Open niru86 opened 2 years ago
Hi there, are you still interested in working on this? I'd be happy to collaborate if you're still interested.
We can model Esperanto parser on the FinnishLanguage
object in finnish.py
:
class FinnishLanguage(Language):
pronunciation_dictionary_filename = os.path.join(PATH_DICTS,'en','english.tsv')
lang = 'fi'
cache_fn = 'finnish_wordtypes'
@cache
def get(self, token):
token=token.strip()
Annotation = make_annotation(token)
syllables=[]
wordbroken=False
for ij in range(len(Annotation.syllables)):
try:
sylldat=Annotation.split_sylls[ij]
except IndexError:
sylldat=["","",""]
syllStr=""
onsetStr=sylldat[0].strip().replace("'","").lower()
nucleusStr=sylldat[1].strip().replace("'","").lower()

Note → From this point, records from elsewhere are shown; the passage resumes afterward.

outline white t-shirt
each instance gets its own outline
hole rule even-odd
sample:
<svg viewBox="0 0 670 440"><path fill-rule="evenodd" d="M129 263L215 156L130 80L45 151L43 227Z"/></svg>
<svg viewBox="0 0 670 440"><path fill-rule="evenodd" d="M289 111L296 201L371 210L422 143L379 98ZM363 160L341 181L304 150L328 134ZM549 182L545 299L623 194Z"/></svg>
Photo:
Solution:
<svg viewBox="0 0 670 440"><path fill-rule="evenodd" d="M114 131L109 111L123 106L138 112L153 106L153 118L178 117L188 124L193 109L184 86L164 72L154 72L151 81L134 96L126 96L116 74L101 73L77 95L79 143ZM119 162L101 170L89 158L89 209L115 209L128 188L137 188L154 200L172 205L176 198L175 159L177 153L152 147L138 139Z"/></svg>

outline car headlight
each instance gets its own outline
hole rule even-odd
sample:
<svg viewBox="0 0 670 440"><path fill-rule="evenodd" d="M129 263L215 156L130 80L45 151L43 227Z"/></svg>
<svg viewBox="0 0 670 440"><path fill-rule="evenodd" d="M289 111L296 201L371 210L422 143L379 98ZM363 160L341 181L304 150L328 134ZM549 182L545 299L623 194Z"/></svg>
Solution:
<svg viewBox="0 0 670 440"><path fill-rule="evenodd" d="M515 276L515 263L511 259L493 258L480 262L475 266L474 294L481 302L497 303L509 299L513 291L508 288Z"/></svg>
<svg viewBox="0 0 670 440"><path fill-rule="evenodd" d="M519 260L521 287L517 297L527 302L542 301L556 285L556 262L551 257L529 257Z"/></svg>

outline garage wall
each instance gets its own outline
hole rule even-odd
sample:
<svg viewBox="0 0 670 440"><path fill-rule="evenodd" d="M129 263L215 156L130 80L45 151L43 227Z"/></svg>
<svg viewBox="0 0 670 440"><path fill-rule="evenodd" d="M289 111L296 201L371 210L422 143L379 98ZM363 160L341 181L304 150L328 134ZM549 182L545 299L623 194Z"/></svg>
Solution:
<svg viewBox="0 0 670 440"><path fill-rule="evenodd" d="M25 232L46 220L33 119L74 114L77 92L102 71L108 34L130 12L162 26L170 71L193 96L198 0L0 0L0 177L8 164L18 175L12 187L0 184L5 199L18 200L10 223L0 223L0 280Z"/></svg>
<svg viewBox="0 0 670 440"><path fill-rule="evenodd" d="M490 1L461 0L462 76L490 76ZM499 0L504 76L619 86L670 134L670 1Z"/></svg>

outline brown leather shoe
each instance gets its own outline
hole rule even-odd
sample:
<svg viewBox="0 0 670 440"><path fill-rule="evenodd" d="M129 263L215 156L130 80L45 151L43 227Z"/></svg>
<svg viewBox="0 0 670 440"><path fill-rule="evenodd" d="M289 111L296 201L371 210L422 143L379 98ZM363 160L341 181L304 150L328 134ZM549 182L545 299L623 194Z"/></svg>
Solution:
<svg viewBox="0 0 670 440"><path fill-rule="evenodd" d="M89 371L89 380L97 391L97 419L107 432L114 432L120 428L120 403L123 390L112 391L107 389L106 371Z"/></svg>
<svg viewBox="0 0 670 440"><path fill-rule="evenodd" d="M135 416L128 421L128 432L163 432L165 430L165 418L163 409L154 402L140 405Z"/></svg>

codaStr=sylldat[2].strip().replace("'","").lower()
for x in [onsetStr,nucleusStr,codaStr]:
x=x.strip()
if not x: continue
if (not x in orth2phon):
for y in x:
y=y.strip()
if not y: continue
if (not y in orth2phon):
wordbroken=True
else:
syllStr+="".join(orth2phon[y])
else:
syllStr+="".join(orth2phon[x])
syllables.append(syllStr)
wordforms=[]
sylls_text=[syll for syll in Annotation.syllables]
for stress in Annotation.stresses:
sylls_ipa = [stress2stroke[stress[i]]+syllables[i] for i in range(len(syllables))]
wf=WordForm(
token,
sylls_ipa=sylls_ipa,
sylls_text=sylls_text,
)
wordforms.append(wf)
wordtype = WordType(token, children=wordforms, lang=self.lang)
return wordtype
All we need is a .get(token)
method that can take an arbitrary word string and return a WordType
object composed of the syllabified data (phonemes + orthography).
It then should work like this:
In [10]: from prosodic.langs.finnish import Finnish
In [11]: word = Finnish().get('kalevala')
In [12]: for syll in word.syllables:
...: print(syll)
...:
Syllable(ipa="'kɑ", num=1, txt='ka', is_stressed=True, is_heavy=False, is_strong=True, is_weak=False)
Syllable(ipa='le', num=2, txt='le', is_stressed=False, is_heavy=False, is_strong=False, is_weak=True)
Syllable(ipa='`vɑ', num=3, txt='va', is_stressed=True, is_heavy=False, is_strong=True, is_weak=False)
Syllable(ipa='lɑ', num=4, txt='la', is_stressed=False, is_heavy=False, is_strong=False, is_weak=True)
Let me know if you have thoughts. It's great that Esperanto is rule-based in its stress: seems doable to incorporate!
I'm trying to adapt prosodic to Esperanto: its stress is always paroxytonic abelo (en. bee) [a.'be.lo] but in poetry there can be elision and the word would become oxytonic abel'
Esperanto is as phonematic as Finnish, so I decided to use the orth feature, but I'm puzzled in LANG_stress.py because I don't understand its code :( Could you help me? I want to use prosodic for my MA research.